In an interview with Ariel Helwani on Monday's edition of The MMA Hour, Holm slammed the boxing press for not paying attention to her when she was the best female boxer on the planet. Only now as a UFC champion, Holm said, are boxing reporters actually showing an interest in her.
"That's a two-sided thing there," Holm said. "There's probably been more articles written in boxing now that I'm doing MMA. In a way, that's great. Thank you guys for supporting me. But where were you my whole boxing career? I'll call them out on it. I'm not trying to be sweet about it."
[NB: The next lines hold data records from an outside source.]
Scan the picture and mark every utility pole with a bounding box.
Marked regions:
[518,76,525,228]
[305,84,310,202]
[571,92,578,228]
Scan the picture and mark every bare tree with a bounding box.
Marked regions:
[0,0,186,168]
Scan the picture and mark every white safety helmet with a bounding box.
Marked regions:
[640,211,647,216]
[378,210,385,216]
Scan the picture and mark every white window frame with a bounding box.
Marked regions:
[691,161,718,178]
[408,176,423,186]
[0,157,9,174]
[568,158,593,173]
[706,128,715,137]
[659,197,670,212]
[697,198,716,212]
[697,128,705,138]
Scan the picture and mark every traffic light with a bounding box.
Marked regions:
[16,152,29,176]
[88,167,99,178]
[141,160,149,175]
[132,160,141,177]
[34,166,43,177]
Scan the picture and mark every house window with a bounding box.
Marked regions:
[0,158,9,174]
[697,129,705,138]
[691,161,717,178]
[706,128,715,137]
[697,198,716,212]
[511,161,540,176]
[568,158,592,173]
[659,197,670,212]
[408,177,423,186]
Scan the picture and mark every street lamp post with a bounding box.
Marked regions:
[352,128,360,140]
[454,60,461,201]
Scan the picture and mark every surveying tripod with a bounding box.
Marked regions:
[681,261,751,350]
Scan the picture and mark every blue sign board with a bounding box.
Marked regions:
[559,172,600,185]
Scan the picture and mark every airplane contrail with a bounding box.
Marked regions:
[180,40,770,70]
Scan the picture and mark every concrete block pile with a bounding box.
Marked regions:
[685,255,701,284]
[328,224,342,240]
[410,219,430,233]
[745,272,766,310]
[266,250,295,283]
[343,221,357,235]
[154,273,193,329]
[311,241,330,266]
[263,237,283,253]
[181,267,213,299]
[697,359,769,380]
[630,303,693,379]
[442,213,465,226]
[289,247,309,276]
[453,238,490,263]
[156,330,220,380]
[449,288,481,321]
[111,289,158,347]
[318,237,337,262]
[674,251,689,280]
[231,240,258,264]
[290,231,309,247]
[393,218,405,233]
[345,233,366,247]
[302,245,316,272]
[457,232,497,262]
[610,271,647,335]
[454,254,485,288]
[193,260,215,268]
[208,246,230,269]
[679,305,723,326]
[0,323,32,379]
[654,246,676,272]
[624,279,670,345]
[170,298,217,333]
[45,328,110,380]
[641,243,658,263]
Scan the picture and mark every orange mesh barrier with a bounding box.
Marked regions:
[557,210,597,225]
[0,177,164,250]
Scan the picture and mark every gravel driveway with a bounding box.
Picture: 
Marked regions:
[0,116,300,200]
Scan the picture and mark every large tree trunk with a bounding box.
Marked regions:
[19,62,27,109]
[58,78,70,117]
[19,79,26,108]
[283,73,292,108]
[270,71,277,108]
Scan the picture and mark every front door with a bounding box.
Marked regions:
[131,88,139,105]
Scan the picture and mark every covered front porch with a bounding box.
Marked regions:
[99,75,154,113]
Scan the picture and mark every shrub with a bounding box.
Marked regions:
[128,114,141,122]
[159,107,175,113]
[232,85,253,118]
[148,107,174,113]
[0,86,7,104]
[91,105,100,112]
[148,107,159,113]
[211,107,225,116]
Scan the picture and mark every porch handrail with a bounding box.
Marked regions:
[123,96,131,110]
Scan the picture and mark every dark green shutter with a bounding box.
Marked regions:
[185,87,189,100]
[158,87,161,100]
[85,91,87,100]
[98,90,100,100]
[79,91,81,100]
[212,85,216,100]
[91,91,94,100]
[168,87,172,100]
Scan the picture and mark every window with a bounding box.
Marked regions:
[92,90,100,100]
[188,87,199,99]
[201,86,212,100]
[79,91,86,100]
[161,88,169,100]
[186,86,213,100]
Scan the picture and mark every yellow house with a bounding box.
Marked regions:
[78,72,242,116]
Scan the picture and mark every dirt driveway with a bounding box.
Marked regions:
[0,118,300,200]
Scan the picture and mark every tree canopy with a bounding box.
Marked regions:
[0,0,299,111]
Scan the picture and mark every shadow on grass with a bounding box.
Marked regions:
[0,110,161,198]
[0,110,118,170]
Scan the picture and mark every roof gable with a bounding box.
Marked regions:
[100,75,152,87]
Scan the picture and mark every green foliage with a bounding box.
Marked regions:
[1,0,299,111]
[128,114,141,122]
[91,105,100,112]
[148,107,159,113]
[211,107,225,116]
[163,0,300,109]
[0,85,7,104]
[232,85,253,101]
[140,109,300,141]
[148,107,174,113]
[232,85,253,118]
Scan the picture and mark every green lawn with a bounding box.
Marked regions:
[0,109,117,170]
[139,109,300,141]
Holm was a three-division boxing champion and a two-time Ring Magazine female boxer of the year. She's one of the best women ever to put on the gloves. Yet female boxing is criminally underexposed. In the UFC, Holm has been in the main event and co-main event of a pay-per-view in just three fights. On Saturday, she's co-headlining with Miesha Tate at UFC 196 in Las Vegas.
Publically, Holm is always a class act and very rarely says anything negative -- about anyone. But it's clear she just doesn't understand why she never got more love when she was a world-class female boxer. And it's not just about her -- it's about the sport. Holm believes female boxing should be getting far more attention.
"For me, it wasn't like, 'Oh I need spotlight,'" Holm said. "It was more like, 'Let's have opportunities so that women's boxing can grow.' If it's gonna bring attention to women's boxing, great. But if they ever ask me about it, I'll often call them out on it and ask, why now? You could have been covering this a long time ago."
Holm is one of the fastest rising stars in all of mixed martial arts now. Her knockout win over Ronda Rousey didn't just make her big in MMA, it made her a mainstream name. That's something she never achieved in women's boxing, through no fault of her own. Holm was the best at her craft, a celebrity in her hometown of Albuquerque and has always been marketable. The female side of the sweet science just never caught up to the male side and it still has not.
"The Preacher's Daughter" doesn't mind the attention that boxing media is giving her now. She's just bummed out that it took this long -- and that it took until she left boxing altogether.
"I love that they're supporting," Holm said. "And the fact that it brings any attention to boxing, great. Because I want there to be more attention on women's boxing, because I always wished it was there."